The Oil Patch Offers Yield Opportunities

 | May 28, 2021 05:09AM ET

Energy prices have rallied furiously, but they likely have further to go. Oil and gas prices last peaked around 2014 and sunk slowly until the black goo hit negative prices in the spring of last year.

A six-year bear market takes more than 13 months to unwind. Which is why energy dividend stocks remain quite attractive.

Oil and gas stocks are 4% yielding on average, which is nearly a full percentage point more than we can get out of real estate investment trusts (REITs) at the moment. And as I’ll show you in a moment, we can squeeze yields of between 5.0% and 9.2% from “Texas tea” if we know just where to look.

Better yet, the sector represents some of the market’s best values.

Oil and energy stocks alike have been virtually flat over the past two months.
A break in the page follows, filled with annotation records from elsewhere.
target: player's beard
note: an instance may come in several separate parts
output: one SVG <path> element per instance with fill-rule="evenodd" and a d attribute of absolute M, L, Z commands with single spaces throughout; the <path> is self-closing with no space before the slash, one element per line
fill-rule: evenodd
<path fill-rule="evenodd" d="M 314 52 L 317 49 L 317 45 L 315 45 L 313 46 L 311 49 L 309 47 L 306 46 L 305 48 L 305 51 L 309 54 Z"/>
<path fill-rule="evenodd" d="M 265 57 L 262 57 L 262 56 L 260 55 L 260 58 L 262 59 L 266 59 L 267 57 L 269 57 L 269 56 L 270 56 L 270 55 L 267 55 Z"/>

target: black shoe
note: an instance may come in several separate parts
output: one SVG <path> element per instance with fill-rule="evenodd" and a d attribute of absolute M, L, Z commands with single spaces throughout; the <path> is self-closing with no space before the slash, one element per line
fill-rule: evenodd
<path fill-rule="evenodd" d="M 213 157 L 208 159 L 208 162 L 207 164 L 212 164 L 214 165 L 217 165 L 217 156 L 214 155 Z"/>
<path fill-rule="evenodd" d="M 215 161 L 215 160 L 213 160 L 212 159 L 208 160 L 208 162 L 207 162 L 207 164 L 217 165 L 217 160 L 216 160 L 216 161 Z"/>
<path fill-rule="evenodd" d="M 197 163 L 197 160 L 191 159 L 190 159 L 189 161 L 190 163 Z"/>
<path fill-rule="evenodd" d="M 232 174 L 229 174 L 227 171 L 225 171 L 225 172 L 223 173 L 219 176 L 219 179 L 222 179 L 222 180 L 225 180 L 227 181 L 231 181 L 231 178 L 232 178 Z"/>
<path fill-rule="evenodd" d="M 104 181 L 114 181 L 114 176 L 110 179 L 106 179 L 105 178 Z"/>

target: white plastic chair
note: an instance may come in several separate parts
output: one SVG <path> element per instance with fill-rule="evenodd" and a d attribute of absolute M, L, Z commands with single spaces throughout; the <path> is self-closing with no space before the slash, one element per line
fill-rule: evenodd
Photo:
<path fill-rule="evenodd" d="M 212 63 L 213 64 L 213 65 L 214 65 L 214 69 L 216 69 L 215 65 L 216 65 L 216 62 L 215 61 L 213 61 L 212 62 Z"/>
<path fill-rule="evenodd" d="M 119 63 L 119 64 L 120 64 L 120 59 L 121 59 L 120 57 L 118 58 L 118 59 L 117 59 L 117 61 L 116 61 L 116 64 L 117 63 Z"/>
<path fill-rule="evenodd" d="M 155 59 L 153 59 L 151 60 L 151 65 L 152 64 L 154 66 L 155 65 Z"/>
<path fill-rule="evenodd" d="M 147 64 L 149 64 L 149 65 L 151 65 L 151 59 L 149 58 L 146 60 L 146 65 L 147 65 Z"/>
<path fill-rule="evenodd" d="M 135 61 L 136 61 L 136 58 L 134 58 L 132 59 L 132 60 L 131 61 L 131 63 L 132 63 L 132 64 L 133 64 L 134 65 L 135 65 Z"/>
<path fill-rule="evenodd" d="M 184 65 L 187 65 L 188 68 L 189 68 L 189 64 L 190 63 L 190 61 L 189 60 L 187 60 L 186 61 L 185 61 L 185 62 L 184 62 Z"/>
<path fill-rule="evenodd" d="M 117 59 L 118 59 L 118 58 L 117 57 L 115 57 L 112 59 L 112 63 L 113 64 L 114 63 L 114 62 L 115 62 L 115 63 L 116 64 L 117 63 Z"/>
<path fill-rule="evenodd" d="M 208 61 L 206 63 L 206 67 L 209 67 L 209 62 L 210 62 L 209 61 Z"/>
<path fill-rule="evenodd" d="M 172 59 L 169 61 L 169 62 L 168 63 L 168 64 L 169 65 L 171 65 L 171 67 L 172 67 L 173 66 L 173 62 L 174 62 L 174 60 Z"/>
The lion’s share of their gains came amid the first quarter’s unbridled optimism over stimulus, vaccines and Americans sprinting out of their homes (and into cars and planes).

Since then, investors have been lulled back to sleep thanks to COVID setbacks, inflation jitters and a stimulus hangover as Wall Street computes the odds of Washington’s next big spending plan making it through Congress.

We dividend fans don’t want to miss what comes next. We remain in the early stages of oil’s latest “crash ‘n’ rally” patterns. In short, the cycle looks like this:

  1. Demand for oil evaporates due to a recession. The price of oil crashes.
  2. Energy producers scramble to cut costs. They cut production aggressively.
  3. The economy slowly recovers. Energy demand picks up.
  4. But there’s not enough supply! So, the price of oil climbs and climbs and climbs.
  5. Energy producers bring supply back online, but it takes time to explore and drill. Supply lags demand for years, and the price of oil climbs and climbs.